Test

⚠️ Update Notice:

Please read Substrate to Polkadot SDK page first.


Regardless of the type of chain you ultimately want to build, you are likely to start with a local development environment for unit testing and debugging. As your project progresses, you'll want to evaluate the performance of different operations under different conditions to establish benchmarks around the execution time and storage requirements used by the functions in your chain.

If you are building a parachain, you'll also want to simulate the operation of one or more parachains in a local network before you attempt to deploy on a test network like Rococo or a live production network like Kusama or Polkadot where real-world economics are in play.

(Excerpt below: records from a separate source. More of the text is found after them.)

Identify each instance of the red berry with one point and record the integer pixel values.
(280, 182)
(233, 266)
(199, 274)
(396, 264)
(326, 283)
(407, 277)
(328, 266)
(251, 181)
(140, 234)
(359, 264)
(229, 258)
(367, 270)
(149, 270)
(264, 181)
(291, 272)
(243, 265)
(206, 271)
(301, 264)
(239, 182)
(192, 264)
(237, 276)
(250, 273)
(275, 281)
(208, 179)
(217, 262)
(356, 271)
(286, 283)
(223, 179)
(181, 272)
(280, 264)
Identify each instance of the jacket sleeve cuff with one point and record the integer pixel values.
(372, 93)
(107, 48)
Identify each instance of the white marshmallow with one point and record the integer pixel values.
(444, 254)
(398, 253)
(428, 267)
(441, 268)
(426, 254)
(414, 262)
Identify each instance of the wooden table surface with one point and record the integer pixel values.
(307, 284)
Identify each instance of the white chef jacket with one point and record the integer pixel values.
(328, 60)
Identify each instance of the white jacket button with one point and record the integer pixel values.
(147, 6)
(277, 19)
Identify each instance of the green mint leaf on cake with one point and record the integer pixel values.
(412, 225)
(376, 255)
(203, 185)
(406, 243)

In a local development network, you have full control over your node. You can start and stop the node. You can modify, recompile, and upgrade the runtime at your discretion. You can write to and clear stored state as often as you like. You can use predefined accounts and pallets to try things out. But testing is the key to making your chain accessible to a wider audience and economically viable in the network.

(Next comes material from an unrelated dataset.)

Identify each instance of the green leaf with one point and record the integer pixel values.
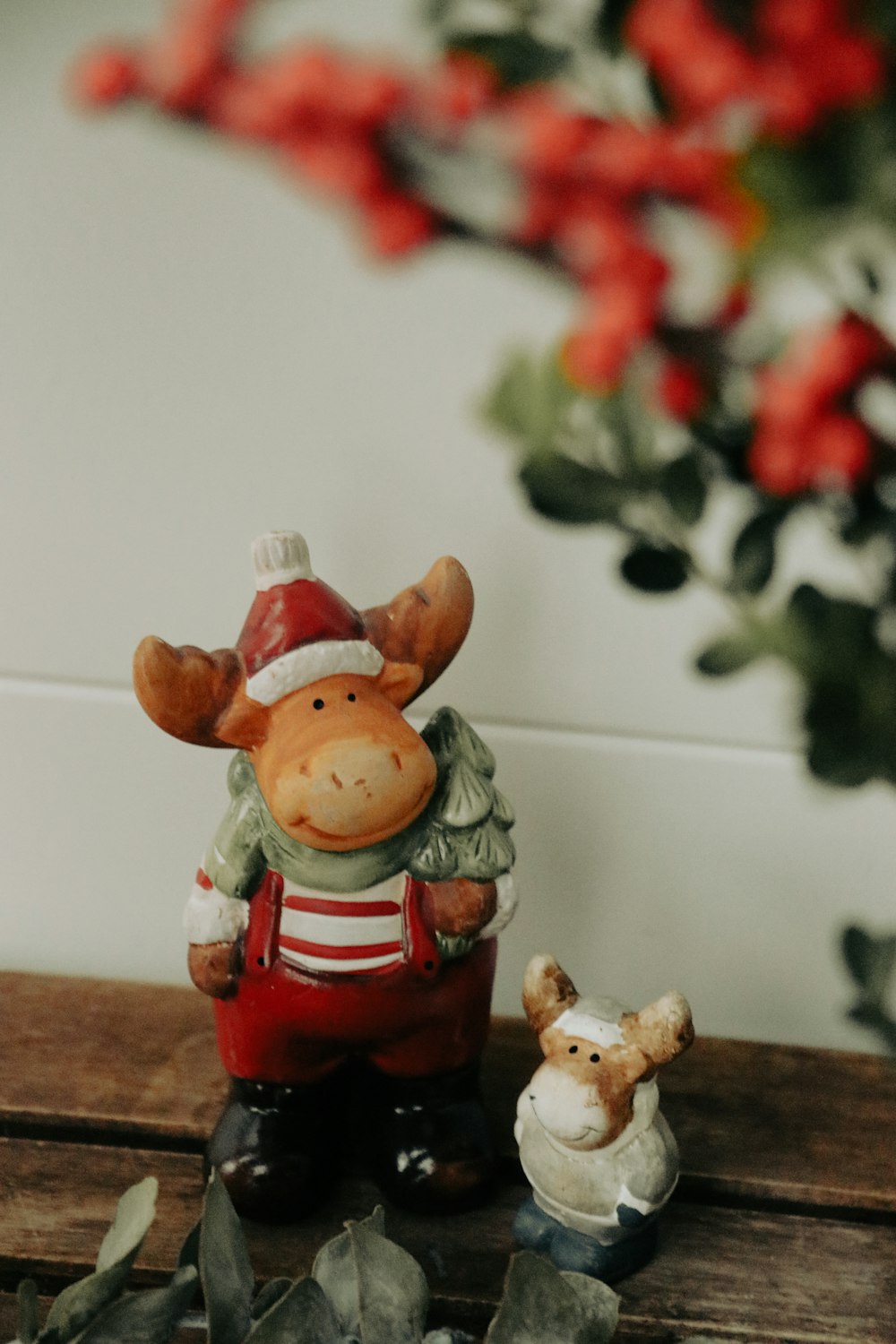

The topics in this section highlight tools and techniques for testing your blockchain logic to help you move from local development to deployment on a live test network and ultimately into production as part of the Polkadot ecosystem.

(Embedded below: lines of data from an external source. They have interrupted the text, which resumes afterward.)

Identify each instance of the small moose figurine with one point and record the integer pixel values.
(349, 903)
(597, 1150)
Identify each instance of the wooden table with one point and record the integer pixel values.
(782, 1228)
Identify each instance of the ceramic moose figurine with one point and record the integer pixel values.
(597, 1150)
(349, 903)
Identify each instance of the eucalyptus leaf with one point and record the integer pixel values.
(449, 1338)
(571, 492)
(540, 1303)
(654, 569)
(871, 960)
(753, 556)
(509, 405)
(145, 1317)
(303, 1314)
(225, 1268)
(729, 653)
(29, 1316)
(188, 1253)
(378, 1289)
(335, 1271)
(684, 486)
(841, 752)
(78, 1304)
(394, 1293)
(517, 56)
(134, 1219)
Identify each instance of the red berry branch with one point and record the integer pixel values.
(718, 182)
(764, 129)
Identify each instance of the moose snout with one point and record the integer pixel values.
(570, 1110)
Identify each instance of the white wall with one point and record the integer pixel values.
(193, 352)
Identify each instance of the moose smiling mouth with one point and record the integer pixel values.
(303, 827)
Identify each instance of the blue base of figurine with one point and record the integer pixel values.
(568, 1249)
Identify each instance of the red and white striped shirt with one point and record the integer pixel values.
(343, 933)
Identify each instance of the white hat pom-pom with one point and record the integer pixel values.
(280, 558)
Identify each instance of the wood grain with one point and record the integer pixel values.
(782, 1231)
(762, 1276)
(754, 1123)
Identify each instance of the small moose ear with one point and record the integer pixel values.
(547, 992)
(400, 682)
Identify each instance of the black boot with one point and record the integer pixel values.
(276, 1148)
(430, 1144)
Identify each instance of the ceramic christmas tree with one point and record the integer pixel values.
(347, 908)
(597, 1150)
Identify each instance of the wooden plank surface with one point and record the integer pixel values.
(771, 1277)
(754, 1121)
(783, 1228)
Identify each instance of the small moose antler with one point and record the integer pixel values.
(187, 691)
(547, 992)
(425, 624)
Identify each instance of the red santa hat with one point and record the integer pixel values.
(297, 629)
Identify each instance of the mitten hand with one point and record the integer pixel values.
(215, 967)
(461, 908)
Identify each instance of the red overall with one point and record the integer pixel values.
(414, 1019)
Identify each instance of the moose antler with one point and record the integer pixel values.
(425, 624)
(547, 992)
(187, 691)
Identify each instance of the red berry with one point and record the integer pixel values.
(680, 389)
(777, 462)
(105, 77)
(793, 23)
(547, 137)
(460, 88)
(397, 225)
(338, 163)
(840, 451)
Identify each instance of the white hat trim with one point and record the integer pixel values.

  • Unit test explains how you can use the Rust testing framework and a mock runtime environment to execute unit tests that validate individual functions or modules of code.
  • Debug describes how you can use the Rust logging functions to debug your runtime.
  • Benchmark explains the role of benchmarks, how you can use the benchmarking framework to evaluate the performance of the function calls in your code and to adjust transaction weight to accurately reflect execution time.
  • Simulate parachains steps through how you can set up a local test network to simulate a relay chain network with validators, parachain collator nodes, and XCM messaging.
  • Check runtime explains how you can use the try-runtime command-line tool for testing runtime state against a production snapshot of the chain state.